NJ dog owners beware: A deadly canine virus is exploding
It's no risk to humans. But it can kill your dog. And it's exploding right now.
Parvovirus is highly contagious and left untreated it's fatal to dogs 90% of the time.
Last year New Jersey experienced an uptick in cases and if New York City is any indication it's bad news for New Jersey and, frankly, the rest of the country.
The New York Post is reporting 25 cases of parvo so far this spring whereas last year it was only 5. The numbers have veterinarians alarmed. Now there's good news and bad news in all of this.
Good news is there's a vaccine against parvovirus. Bad news is your dog can still contract it even with vaccination. Why? Because parvovirus, like our human influenza, has different strains and is always changing.
Puppies who are vaccinated can have an immune response from their mother's milk which can interfere with the parvo vaccine being effective.
So even if your dog is vaccinated, with a 90% fatality rate when left untreated you need to really watch out for this.
Here are the signs your dog may have parvovirus.
- Loss of appetite
- Abdominal pain
- Bloody diarrhea
It can happen to dogs of any age but the younger a dog is the more susceptible to parvo they are. It is spread dog-to-dog but if your dog is never around other dogs don't assume they're safe. A person can carry it without developing any illness then give it to their own dog. Also this virus can linger on surfaces for literally weeks. Disinfecting surface areas your dog comes in contact with can help.

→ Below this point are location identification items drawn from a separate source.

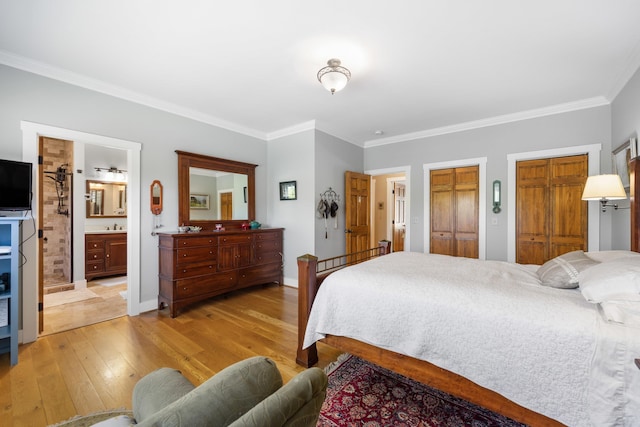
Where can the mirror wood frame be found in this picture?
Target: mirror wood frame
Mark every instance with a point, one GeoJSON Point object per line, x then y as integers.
{"type": "Point", "coordinates": [188, 160]}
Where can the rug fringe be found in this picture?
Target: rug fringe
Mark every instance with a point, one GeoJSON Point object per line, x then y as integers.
{"type": "Point", "coordinates": [334, 365]}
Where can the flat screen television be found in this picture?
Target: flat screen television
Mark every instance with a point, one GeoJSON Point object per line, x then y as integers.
{"type": "Point", "coordinates": [15, 185]}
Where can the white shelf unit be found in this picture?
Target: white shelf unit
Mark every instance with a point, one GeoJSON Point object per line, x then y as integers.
{"type": "Point", "coordinates": [9, 304]}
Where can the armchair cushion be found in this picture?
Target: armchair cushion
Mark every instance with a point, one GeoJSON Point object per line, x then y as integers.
{"type": "Point", "coordinates": [297, 403]}
{"type": "Point", "coordinates": [221, 399]}
{"type": "Point", "coordinates": [157, 390]}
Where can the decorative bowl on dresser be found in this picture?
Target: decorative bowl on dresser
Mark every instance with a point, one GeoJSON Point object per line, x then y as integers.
{"type": "Point", "coordinates": [197, 266]}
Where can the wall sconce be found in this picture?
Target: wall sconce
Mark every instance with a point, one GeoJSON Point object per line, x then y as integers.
{"type": "Point", "coordinates": [496, 196]}
{"type": "Point", "coordinates": [604, 188]}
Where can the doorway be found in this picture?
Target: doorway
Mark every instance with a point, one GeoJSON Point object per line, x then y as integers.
{"type": "Point", "coordinates": [60, 290]}
{"type": "Point", "coordinates": [384, 209]}
{"type": "Point", "coordinates": [31, 133]}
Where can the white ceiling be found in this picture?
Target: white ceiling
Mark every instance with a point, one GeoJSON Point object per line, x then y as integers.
{"type": "Point", "coordinates": [419, 67]}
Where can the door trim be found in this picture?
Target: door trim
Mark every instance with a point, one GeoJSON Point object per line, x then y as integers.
{"type": "Point", "coordinates": [407, 177]}
{"type": "Point", "coordinates": [593, 227]}
{"type": "Point", "coordinates": [31, 133]}
{"type": "Point", "coordinates": [481, 162]}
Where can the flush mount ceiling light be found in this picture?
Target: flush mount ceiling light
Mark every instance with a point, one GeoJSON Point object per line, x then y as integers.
{"type": "Point", "coordinates": [334, 77]}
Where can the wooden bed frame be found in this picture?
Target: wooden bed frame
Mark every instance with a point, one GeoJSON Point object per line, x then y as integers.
{"type": "Point", "coordinates": [311, 274]}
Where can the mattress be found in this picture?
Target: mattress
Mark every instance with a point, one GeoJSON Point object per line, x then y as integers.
{"type": "Point", "coordinates": [492, 322]}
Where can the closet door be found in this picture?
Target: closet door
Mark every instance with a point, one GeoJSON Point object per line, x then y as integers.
{"type": "Point", "coordinates": [454, 211]}
{"type": "Point", "coordinates": [551, 218]}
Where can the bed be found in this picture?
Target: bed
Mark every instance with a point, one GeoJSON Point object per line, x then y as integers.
{"type": "Point", "coordinates": [521, 340]}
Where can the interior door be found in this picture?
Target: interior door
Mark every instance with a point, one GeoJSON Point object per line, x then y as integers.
{"type": "Point", "coordinates": [551, 218]}
{"type": "Point", "coordinates": [399, 220]}
{"type": "Point", "coordinates": [454, 196]}
{"type": "Point", "coordinates": [357, 211]}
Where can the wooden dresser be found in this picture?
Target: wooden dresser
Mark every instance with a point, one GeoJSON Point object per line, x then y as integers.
{"type": "Point", "coordinates": [197, 266]}
{"type": "Point", "coordinates": [105, 255]}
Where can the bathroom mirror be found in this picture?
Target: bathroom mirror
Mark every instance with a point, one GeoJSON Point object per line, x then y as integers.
{"type": "Point", "coordinates": [106, 199]}
{"type": "Point", "coordinates": [156, 197]}
{"type": "Point", "coordinates": [213, 190]}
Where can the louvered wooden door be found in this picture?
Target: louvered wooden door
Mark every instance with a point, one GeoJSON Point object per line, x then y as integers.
{"type": "Point", "coordinates": [551, 218]}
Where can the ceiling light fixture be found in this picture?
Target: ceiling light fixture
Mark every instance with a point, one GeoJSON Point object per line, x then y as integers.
{"type": "Point", "coordinates": [334, 77]}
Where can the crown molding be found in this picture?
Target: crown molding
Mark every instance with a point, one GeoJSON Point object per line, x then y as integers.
{"type": "Point", "coordinates": [292, 130]}
{"type": "Point", "coordinates": [633, 65]}
{"type": "Point", "coordinates": [492, 121]}
{"type": "Point", "coordinates": [75, 79]}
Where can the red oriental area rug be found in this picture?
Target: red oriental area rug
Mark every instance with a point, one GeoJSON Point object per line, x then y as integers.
{"type": "Point", "coordinates": [363, 394]}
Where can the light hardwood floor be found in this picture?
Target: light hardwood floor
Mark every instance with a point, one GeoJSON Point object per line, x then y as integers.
{"type": "Point", "coordinates": [107, 305]}
{"type": "Point", "coordinates": [95, 367]}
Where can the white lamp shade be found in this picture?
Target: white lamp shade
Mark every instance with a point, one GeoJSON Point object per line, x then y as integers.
{"type": "Point", "coordinates": [334, 81]}
{"type": "Point", "coordinates": [600, 187]}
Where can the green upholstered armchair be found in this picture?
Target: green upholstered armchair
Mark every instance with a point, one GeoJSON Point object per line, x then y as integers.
{"type": "Point", "coordinates": [248, 393]}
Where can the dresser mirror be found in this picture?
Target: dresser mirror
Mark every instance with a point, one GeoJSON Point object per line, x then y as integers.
{"type": "Point", "coordinates": [106, 199]}
{"type": "Point", "coordinates": [214, 191]}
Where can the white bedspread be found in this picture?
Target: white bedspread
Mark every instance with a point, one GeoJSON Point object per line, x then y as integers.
{"type": "Point", "coordinates": [493, 323]}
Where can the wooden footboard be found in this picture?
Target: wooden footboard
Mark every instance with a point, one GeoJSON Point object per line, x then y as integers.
{"type": "Point", "coordinates": [311, 273]}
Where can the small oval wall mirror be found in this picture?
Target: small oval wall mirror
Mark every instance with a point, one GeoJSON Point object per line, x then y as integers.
{"type": "Point", "coordinates": [156, 197]}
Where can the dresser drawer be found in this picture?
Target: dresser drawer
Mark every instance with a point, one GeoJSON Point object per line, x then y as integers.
{"type": "Point", "coordinates": [94, 244]}
{"type": "Point", "coordinates": [189, 242]}
{"type": "Point", "coordinates": [94, 266]}
{"type": "Point", "coordinates": [267, 256]}
{"type": "Point", "coordinates": [94, 255]}
{"type": "Point", "coordinates": [269, 245]}
{"type": "Point", "coordinates": [236, 238]}
{"type": "Point", "coordinates": [260, 274]}
{"type": "Point", "coordinates": [202, 285]}
{"type": "Point", "coordinates": [194, 270]}
{"type": "Point", "coordinates": [198, 254]}
{"type": "Point", "coordinates": [274, 235]}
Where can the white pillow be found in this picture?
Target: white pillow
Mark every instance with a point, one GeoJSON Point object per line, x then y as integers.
{"type": "Point", "coordinates": [562, 271]}
{"type": "Point", "coordinates": [617, 280]}
{"type": "Point", "coordinates": [625, 312]}
{"type": "Point", "coordinates": [606, 256]}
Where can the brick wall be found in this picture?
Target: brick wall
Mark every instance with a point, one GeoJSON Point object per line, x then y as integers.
{"type": "Point", "coordinates": [57, 253]}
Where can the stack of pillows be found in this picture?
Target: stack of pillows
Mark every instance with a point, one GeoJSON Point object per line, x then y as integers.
{"type": "Point", "coordinates": [608, 278]}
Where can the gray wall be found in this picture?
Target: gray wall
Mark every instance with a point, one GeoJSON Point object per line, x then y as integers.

Why is it suddenly spiking? Scientists say the warm winter we just had didn't help to kill off existing parvovirus like a cold winter normally would every year. Spring is when it rebounds so with a mild winter it's coming back with a vengeance.
If you see signs your dog may have parvo get them to a vet immediately. Left untreated parvovirus can kill in 48 to 72 hours.
As if all that isn't enough to worry about for your fur baby, here are some things to know. A brief list of seven human foods you might not know are deadly for dogs. I'm offering this not to be alarmist but to be helpful since we're already on the subject of protecting your pet.
Read this list and I bet you'll find some of these surprising. I know I did.
Seven human foods that can kill your dog
Avocados contain a toxin called persin. To a human it's harmless but to a dog it can cause fluid to accumulate in their lungs and deprive them of oxygen and potentially kill them. Persin is in every part of an avocado so don't give them any.
Anything with caffeine
Coffee, soda, tea, anything that contains caffeine can be bad news for your pooch. Caffeine speeds up a dog's heart rate and 2–4 hours after consuming caffeine, dogs may experience excessive thirst, loss of bladder control, vomiting, and diarrhea. Enough caffeine and they will die.
Grapes and raisins
Believe it or not grapes and raisins are horribly toxic to canines. They cause rapid kidney failure and can be fatal even in small amounts.
Xylitol is a sugar alcohol which is found in some candy, some baked goods, toothpaste and chewing gum. If your dog gets into it, after thirty minutes their blood glucose can significantly drop and they can suffer vomiting, coma, seizures and death.
Not good for humans but potentially deadly for dogs given enough of it. Salt could result in neurological disorders, cerebral edema, vomiting, diarrhea, fever, and seizures. In extreme cases though salt can be fatal for a dog.
This one we all know. We've heard it for years. Chocolate can kill a dog. That's because it not only contains caffeine but also theobromine. Both are very hard for canines to metabolize. They can cause stomach pain, vomiting, diarrhea, and dehydration.
Ultimately, depending on how much chocolate they eat, it can cause heart attacks, internal bleeding and death. Did you know the kind of chocolate matters too? The worst for dogs is dark and unsweetened chocolate.
Some may think it's fun to share a little of their beer or other alcohol with their furry best friend but you're not doing them any favors. Alcohol, even in small amounts, can make a dog sick, but in larger amounts can result in lung failure, seizures and death.